Curitiba - A briga entre o governo Roberto Requião (PMDB) e a Dominó Holdings, consórcio formado pela AG Concessões (braço da construtora Andrade Gutierrez), Banco Opportunity, grupo Vivendi (hoje Sanedo, subsidiária brasileira da Proactiva, empresa francesa Veolia Environnement e espanhola Fomento de Construcciones y Contratas) e Copel Participações, pode parar no Superior Tribunal de Justiça (STJ), em Brasília. A Dominó Holdings comprou em junho de 1998, durante o governo Jaime Lerner (PSB), 115 milhões de ações ordinárias (com direito a voto) da Sanepar, num valor de R$ 249,8 milhões na época, com base no num pacto de acionistas.
Assim que assumiu o Palácio Iguaçu, em fevereiro de 2003 o governo Requião baixou um decreto anulando o pacto, sob a alegação de que a Sanepar, que é uma estatal, estava sendo controlada pela iniciativa privada. O caso foi parar na Justiça estadual e em fevereiro deste ano o Tribunal de Justiça (TJ) do Paraná confirmou a anulação do pacto. Inconformado com a decisão do TJ que anulou o pacto de acionistas, o consórcio solicitou ao TJ a remessa dos autos para o STJ. Um dos motivos que levou o consórcio a insistir no pacto de acionistas é a mensagem que autoriza o Poder Executivo a aumentar o capital social da Sanepar, em tramitação na Assembléia Legislativa. O governo mandou a mensagem para a Assembléia. O consórcio alega que o governo agiu unilateralmente, sem o consultar, o que agravou o mal-estar.
O diretor da AG Concessões, Renato Torres de Faria, alega que a mensagem, se aprovada como está, pode reduzir o poder de voto do governo do Estado, que hoje detém 60% das ações ordinárias, para até 56,9%. A Dominó Holdings, pelo seu cálculo, se manteria com 39,71% das ações com direito a voto e os demais acionistas minoritários, que hoje detêm 0,29%, poderiam aumentar sua cota de participação, se acompanharem o aumento de capital pretendido.

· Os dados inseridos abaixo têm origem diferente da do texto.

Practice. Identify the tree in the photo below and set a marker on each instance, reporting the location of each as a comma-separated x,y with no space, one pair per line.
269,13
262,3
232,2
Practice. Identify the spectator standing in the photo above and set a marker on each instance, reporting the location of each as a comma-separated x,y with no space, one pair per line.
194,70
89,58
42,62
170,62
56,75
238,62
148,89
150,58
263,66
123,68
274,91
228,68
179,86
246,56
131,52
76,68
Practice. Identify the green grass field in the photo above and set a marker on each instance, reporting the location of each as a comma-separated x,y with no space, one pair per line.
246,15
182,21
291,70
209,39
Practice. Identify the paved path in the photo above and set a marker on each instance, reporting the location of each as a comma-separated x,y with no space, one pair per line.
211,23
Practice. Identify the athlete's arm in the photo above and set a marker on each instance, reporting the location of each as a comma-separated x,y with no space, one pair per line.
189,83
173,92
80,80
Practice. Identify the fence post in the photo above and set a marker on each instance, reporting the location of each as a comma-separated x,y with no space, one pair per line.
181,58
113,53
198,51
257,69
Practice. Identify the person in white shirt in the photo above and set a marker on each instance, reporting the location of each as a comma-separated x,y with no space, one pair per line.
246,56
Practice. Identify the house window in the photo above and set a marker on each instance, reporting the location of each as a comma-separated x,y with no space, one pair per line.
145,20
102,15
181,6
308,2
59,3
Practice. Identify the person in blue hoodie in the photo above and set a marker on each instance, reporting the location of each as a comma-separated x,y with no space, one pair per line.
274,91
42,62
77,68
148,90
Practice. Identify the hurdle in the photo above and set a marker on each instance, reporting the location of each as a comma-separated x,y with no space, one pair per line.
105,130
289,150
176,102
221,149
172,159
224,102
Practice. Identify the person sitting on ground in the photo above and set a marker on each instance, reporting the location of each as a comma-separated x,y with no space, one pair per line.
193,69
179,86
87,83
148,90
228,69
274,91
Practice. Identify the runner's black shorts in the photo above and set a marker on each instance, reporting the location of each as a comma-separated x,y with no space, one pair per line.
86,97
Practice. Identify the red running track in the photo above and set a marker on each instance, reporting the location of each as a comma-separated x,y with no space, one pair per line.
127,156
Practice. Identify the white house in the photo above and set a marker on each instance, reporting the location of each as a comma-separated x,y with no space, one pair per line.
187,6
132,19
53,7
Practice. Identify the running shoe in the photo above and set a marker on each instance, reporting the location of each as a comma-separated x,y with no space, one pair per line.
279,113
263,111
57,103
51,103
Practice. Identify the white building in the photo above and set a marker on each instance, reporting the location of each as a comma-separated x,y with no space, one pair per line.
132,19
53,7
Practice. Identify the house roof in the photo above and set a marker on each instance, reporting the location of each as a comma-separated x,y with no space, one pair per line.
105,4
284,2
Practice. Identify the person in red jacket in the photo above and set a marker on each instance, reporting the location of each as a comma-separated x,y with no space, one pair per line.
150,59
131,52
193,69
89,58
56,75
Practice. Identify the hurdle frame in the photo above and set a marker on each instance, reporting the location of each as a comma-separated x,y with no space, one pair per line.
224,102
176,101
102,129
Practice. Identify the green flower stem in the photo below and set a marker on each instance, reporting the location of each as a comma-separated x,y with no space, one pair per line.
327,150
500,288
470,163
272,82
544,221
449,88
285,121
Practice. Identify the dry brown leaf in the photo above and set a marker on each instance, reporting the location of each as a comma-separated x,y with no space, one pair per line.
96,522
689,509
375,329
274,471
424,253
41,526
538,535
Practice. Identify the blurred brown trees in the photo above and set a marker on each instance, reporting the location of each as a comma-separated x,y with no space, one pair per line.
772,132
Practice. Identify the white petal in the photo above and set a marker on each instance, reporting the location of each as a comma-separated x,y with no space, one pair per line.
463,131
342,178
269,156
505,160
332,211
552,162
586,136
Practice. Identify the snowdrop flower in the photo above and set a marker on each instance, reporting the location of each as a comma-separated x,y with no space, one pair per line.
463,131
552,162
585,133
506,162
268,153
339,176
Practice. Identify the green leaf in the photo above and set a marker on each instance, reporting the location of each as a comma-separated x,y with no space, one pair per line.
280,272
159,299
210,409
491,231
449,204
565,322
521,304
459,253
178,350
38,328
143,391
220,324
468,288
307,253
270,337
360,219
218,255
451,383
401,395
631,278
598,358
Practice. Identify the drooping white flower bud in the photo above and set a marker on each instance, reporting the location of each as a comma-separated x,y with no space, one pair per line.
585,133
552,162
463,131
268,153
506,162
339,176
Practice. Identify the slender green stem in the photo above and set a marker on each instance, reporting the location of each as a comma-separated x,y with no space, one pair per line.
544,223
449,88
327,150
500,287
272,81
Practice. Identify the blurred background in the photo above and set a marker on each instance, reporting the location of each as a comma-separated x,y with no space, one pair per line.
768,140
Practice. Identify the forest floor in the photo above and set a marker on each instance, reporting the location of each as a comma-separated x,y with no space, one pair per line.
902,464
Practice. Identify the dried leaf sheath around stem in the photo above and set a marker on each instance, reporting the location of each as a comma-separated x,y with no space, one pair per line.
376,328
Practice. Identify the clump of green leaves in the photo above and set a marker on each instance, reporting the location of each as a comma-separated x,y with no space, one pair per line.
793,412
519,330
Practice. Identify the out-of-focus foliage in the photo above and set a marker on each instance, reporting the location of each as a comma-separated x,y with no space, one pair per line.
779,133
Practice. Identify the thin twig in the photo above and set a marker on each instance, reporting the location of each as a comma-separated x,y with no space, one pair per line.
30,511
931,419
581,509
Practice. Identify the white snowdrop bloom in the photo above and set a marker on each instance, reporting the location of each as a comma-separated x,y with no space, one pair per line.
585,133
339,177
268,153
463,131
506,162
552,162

De acordo com Torres de Faria, com base na Lei das S.A., assim que a mensagem for aprovada pela Assembléia e virar lei, a Dominó Holdings bem como os sócios minoritários da Sanepar também serão chamados a acompanhar o aumento de capital, na proporção das ações que os mesmos detêm.

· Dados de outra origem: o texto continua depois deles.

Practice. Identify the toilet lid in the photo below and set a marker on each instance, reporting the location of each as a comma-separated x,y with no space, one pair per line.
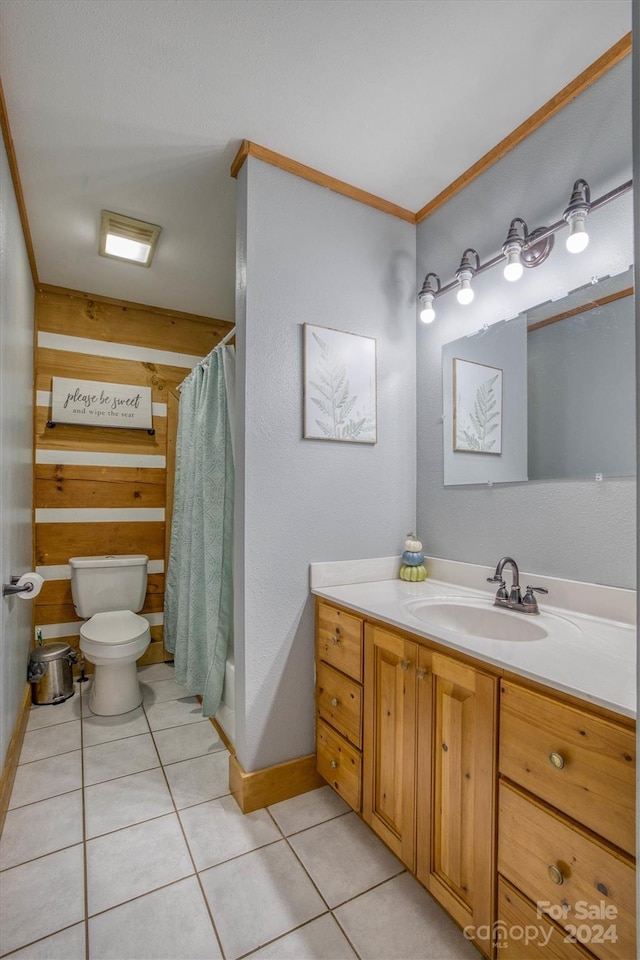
116,626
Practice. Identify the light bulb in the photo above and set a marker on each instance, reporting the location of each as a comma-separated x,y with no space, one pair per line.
513,268
465,293
428,314
578,239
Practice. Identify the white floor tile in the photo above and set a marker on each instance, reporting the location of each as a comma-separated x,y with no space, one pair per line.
128,800
322,939
46,778
118,758
156,671
51,741
158,691
400,921
49,714
191,740
173,713
134,861
344,858
69,944
200,779
218,830
172,923
258,897
41,828
102,729
41,897
307,810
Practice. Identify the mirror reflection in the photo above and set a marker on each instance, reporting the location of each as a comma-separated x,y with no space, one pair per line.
576,418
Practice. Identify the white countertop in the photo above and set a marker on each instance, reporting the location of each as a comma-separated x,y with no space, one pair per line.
589,657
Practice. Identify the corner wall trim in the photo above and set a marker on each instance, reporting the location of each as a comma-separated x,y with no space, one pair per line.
249,149
261,788
13,754
597,69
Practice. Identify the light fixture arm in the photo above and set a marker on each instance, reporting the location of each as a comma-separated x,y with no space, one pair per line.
536,244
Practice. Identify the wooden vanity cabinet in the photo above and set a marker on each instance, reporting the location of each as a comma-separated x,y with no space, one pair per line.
429,769
566,819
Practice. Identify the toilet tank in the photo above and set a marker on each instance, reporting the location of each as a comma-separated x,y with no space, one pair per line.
101,584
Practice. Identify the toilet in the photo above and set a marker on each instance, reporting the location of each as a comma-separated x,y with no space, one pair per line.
107,593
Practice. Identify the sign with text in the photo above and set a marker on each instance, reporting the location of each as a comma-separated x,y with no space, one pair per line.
98,404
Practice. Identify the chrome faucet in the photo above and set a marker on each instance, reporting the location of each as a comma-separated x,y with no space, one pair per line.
513,599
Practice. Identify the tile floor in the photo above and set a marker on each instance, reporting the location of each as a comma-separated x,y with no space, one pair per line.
123,843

A Lei das S.A. dá 45 dias de prazo para os sócios se manifestarem, na sua interpretação. Se acompanhar o aumento de capital, o consórcio terá de desembolsar algo em torno de R$ 140 milhões. O governo do Estado, outros R$ 220 milhões e o restante ficaria sob a responsabilidade dos demais acionistas minoritários. Se nem a Dominó Holdings nem os outros sócios minoritários acompanharem o aumento, caberá ao governo arcar sozinho com os R$ 400 milhões pretendidos com a mensagem. ''Ainda não batemos o martelo se vamos ou não injetar (o valor proporcional às ações do consórcio na companhia)'', diz Torres de Faria. ''Uma vez aprovada a mensagem, nestes termos, fica revogada a Lei Estadual 11.962 (de 19 de dezembro de 1997) que obriga o Estado a ter pelo menos 60% das ações ordinárias da companhia.''
Torres de Faria considera ainda que o aumento de capital é injustificado. ''A Sanepar, como está (superavitária), consegue empréstimos com facilidade.'' De acordo com o diretor da AG Concessões, outro ponto que o governo Requião deveria levar em conta, se o aumento de capital for aprovado, é que o Estado assumirá 100% da dívida que hoje a Sanepar tem com o governo, ou seja, os R$ 400 milhões, corrigidos, segundo ele, em moeda estrangeira. Torres de Faria alega ainda que não há embasamento algum para o valor das ações (R$ 1,95 por ação, segundo ele) a serem disponibilizadas com o aumento de capital. ''A Lei das S.A. fixa critérios para aumento de capital. Precisa se levar em conta o valor patrimonial da ação (que é de R$ 3,30 por ação), projeção do fluxo de caixa, ou valor de mercado (que no caso da Sanepar não há parâmetros, haja vista que as ações com direito a voto estão concentradas na sua maior parte nas mãos do governo e do consórcio).